A 3-node cluster on Hetzner (CX33, 4 vCPU / 8GB) runs roughly €40/month. The same on AWS with three t3.large instances, the EKS control plane fee, NAT Gateway, and EBS costs over €300/month for equivalent compute. For teams that also need EU data sovereignty (no CLOUD Act exposure, GDPR by design), Hetzner checks both boxes. (More on the legal side in our GDPR guide.)
The European managed Kubernetes landscape is maturing but not there yet. EU Cloud Cost’s Infomaniak review found 500-1000 IOPS storage and unreliable node provisioning. IONOS and OVHcloud exist, but none deliver the EKS experience of “here’s a module, give it a VPC, get a cluster.”
EKS vs Hetzner: Networking
The concepts map well:
| AWS EKS | Hetzner + Talos |
|---|---|
| VPC | Private Network (10.0.0.0/8) |
| Subnets across AZs | Subnets in eu-central zone (fsn1, nbg1, hel1) |
| NLB for K8s API | Hetzner Load Balancer (private, L4) |
| Security Groups | Hetzner Firewalls |
| Managed Node Groups | Worker Node Pools |
| EKS add-ons (VPC CNI, EBS CSI) | Cilium, Hetzner CSI, Hetzner CCM |
Hetzner is simpler: one network, subnets per role, no public/private subnet distinction. The eu-central network zone spans three datacenters (Falkenstein, Nuremberg, Helsinki), roughly analogous to availability zones.
The K8s API load balancer is private-only. During bootstrap, the API is reached through control plane public IPs, firewalled to the deployer’s auto-detected IP plus any extra CIDRs like a VPN range.
Like deploying EKS into an existing VPC, the module accepts an optional hcloud_network_id to deploy into a shared network.
The Snapshot Problem
This was the first real hurdle.

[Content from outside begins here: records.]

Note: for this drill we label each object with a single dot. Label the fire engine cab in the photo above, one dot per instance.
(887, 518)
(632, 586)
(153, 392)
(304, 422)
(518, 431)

Hetzner doesn’t support uploading custom OS images. They offer a fixed set (Debian, Ubuntu, etc.), so getting Talos onto a server requires a workaround: boot a temporary server into rescue mode, write the Talos image to its disk with dd, snapshot it, then use that snapshot for all cluster servers.
Every community solution uses this same fundamental trick. The difference is how it’s automated.
How Other Repos Do It
Packer (most common). Projects like hcloud-talos/terraform-hcloud-talos and kgierke/terraform-hcloud-talos-cluster use a Packer template that creates a temporary server in rescue mode, downloads the image, writes it with dd, and snapshots. Clean separation of concerns, but it means a two-step workflow: packer build, then tofu apply. You can’t do it in a single command.
(Side note: kube-hetzner popularized this Packer-on-Hetzner pattern, but uses k3s on MicroOS rather than Talos.)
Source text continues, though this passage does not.